Metadata for News
Jeff Jarvis reports on a proposal by the Associated Press and the Media Standards Trust for a new standard for metadata for news. The motivator for this appears to be Google's announcement in May that they will support metadata display in their search preview (a feature they are calling "rich snippets" -- and, as an aside, the comments on that page are a wonderful example of what Google is in for on this).
Commenters at Jarvis' site point out that the International Press Telecommunications Council has been working on metadata standards for news for years, with recommendations ranging from Dublin Core XML to NewsML, SportsML, and EventsML. That is hardly surprising -- the wonderful thing about metadata standards is that there are so very many to choose from.

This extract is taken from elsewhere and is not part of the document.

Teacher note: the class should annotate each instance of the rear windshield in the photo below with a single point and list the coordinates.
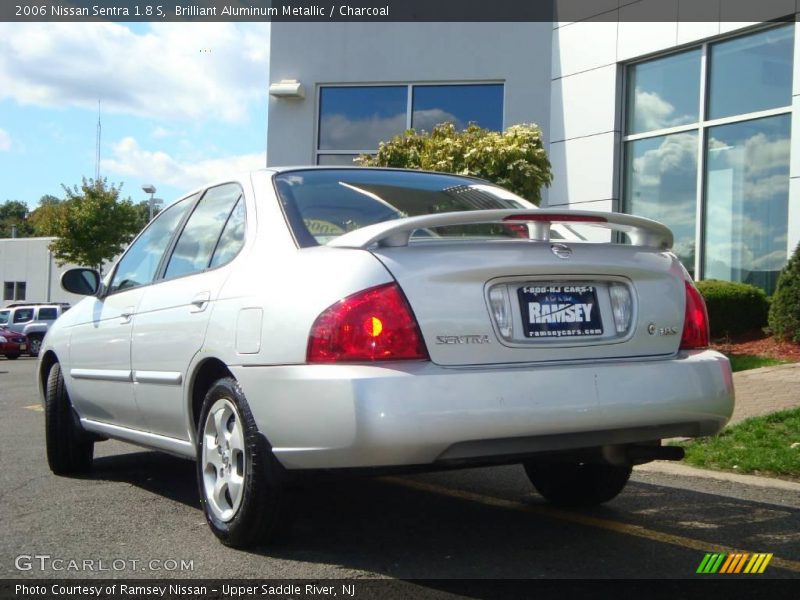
(48, 314)
(321, 205)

Aside: The Media Standards Trust, which I've never heard of before this, is an "independent, UK-based registered charity", funded by the MacArthur Foundation and the Knight Foundation, with staff at MIT and Southampton University. They appear to be trying to put some higher polish on the idea of metadata-enhanced news. Okay, fine.
I'm feeling a strange sense of deja vu on this. I spent a while at Apple in the late 90's helping define and push the Dublin Core metadata standard, which was an effort to define a standard set of cross-domain tags. At the time, I remember a lot of talk about how the widespread adoption of these standards was a critical requirement for proper search and indexing of the web. Without machine-readable creator, publisher, format, language, and rights tagging of everyweb page, we said, the web will never become a trusted, global information system.
In practice, of course, things turned out rather differently. Google took the idea that subject search was the most important user task, and that reputation was the critical ranking factor. They identified a critical piece of metadata that the Dublin Core process had missed entirely: the links to a page from elsewhere. The absence of this information was a critical factor in HTTP/HTML's success (for more on alternative futures, read up on Project Xanadu) -- but reconstructing the list of inbound links by sheer brute force allowed Google to infer both the important subjects, and the relative level of community approval, for every publicly-viewable page on the web. The consequences are, by now, obvious.
What does this mean for news publishing in 2009? I'm not completely sure yet. But I am certain that anyone that says, "if only we had the right metadata on this digital artifact, we would solve our search / revenue / digital rights management / relevance issues," is barking up the wrong tree.